Ce rôle précurseur, que les associations de lutte contre le cancer n’avaient pas su tenir, est un peu à l’origine de ce phénomène de patients experts (PE)
Le contexte de la prise en charge des patients a beaucoup évolué avec le temps et avec l’accès pour tout un chacun à des informations autrefois réservées au seul corps médical.
La mise en œuvre de thérapeutique par voie orale ou injectable n’imposant plus de séjours hospitaliers a aussi renforcé le besoin de mieux appréhender l’impact de la maladie et des traitements sur la qualité de vie.

Besoin d’informations

Il est donc logique que dans un certain nombre de pathologies chroniques se soit fait sentir le besoin d’avoir plus d’informations venues du terrain en même temps que la volonté d’une plus grande implication des patients dans la décision thérapeutique se faisait jour.
Vivre avec une maladie chronique, un diabète une insuffisance cardiaque, une sclérose en plaques ou un cancer ne s’apprend pas dans les livres de médecine.
Tout ce vécu, son retentissement sur la vie de tous les jours ne peut être rapporté que par celles et ceux qui sont passés par là. Et même si chaque cas est unique, il y a des points communs à tirer de chaque vécu.
Ce « retour d’expérience » ne peut qu’être précieux au monde des soignants dans leur façon de gérer et d’appréhender le cas des patients.
De même, et sans doute encore plus, en ce qui concerne les traitements.
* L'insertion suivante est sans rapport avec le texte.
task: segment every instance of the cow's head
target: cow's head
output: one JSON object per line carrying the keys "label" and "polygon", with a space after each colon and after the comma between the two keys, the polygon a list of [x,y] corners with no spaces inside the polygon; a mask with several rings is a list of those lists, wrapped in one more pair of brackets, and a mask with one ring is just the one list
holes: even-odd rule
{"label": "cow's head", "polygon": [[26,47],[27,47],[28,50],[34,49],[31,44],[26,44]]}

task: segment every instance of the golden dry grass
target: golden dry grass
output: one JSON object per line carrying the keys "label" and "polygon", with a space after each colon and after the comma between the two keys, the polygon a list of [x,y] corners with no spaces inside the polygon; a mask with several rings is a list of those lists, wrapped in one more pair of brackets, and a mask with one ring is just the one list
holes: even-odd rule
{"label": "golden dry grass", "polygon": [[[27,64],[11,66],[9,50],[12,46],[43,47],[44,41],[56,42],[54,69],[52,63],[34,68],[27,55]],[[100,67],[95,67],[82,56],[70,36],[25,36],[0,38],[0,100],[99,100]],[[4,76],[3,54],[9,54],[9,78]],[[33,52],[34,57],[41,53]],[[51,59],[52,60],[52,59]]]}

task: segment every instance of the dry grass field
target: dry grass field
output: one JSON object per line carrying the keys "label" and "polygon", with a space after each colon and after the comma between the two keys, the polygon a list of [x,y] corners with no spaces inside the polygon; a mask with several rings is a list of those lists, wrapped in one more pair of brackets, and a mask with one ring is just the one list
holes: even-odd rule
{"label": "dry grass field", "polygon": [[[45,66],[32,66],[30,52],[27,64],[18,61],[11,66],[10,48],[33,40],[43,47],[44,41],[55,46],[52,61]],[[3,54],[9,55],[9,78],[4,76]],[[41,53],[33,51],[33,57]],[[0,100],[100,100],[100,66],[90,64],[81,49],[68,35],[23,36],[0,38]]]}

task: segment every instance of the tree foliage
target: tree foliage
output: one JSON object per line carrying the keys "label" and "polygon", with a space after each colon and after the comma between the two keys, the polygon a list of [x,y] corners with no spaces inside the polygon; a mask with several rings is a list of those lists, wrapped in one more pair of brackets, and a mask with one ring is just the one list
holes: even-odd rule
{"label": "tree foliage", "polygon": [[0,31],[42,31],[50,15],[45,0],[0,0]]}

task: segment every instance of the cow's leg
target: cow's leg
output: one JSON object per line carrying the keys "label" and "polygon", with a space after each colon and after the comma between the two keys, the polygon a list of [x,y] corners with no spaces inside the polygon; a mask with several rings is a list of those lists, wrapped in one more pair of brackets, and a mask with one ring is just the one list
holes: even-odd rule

La connaissance livresque de certains effets secondaires n’a rien à voir avec le vécu.
De plus certains de ces effets ne vont apparaitre qu’après des mois de commercialisation du produit. Les essais cliniques concernent quelques milliers de patients et certains effets n’apparaissent qu’après cent mille utilisations, par exemple.

Ces effets secondaires se manifestent hors les murs de l’hôpital, et impactent la qualité de vie.
La médecine n’a pas toujours la réponse à ces problèmes, alors qu’il arrive souvent que les patients aient découvert la solution.
Prenons l’exemple des douleurs articulaires survenant après certains protocoles de traitement d’un cancer du sein.
C’est sous l’impulsion de patientes et grâce à leur retour qu’on a compris que l’acupuncture pouvait apporter un soulagement et, aujourd’hui, cette solution est souvent proposée aux patientes.
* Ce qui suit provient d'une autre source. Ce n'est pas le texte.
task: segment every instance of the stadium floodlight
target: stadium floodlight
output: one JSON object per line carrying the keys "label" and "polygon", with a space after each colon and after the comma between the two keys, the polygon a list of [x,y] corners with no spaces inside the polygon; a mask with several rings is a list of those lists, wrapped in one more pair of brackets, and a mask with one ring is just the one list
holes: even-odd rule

Les patients experts peuvent donc apporter une information sur divers aspects du vécu de la maladie qui va faire que la personne soignée se sentira mieux entourée et que l’adhésion au protocole de soins n’en sera que meilleure.

Expérience de la vie réelle

Et ce suivi dans le cadre d’activités associatives, hors les murs de l’hôpital peut avoir un grand intérêt, surtout quand il est difficile et long d’avoir un rendez-vous avec le spécialiste ou quand un personnel infirmier surchargé et dont on a appauvri les tâches ne peut pas jouer son rôle d’éducation thérapeutique.

La question qui se pose en filigrane c’est de déterminer le rôle et la place de chacun.
Au moment de la prescription, par exemple, il est logique que le patient exprime sa volonté d’être partenaire de la décision, d’avoir en quelque sorte plus que son mot à dire. Pour cela il a besoin de beaucoup d’informations, pas des rumeurs qui trainent çà et là, mais d’informations médicales et d’expériences de la vraie vie.
Mais au final, la décision partagée concernera le patient et son médecin. Le patient expert ne devrait pas intervenir dans ce processus.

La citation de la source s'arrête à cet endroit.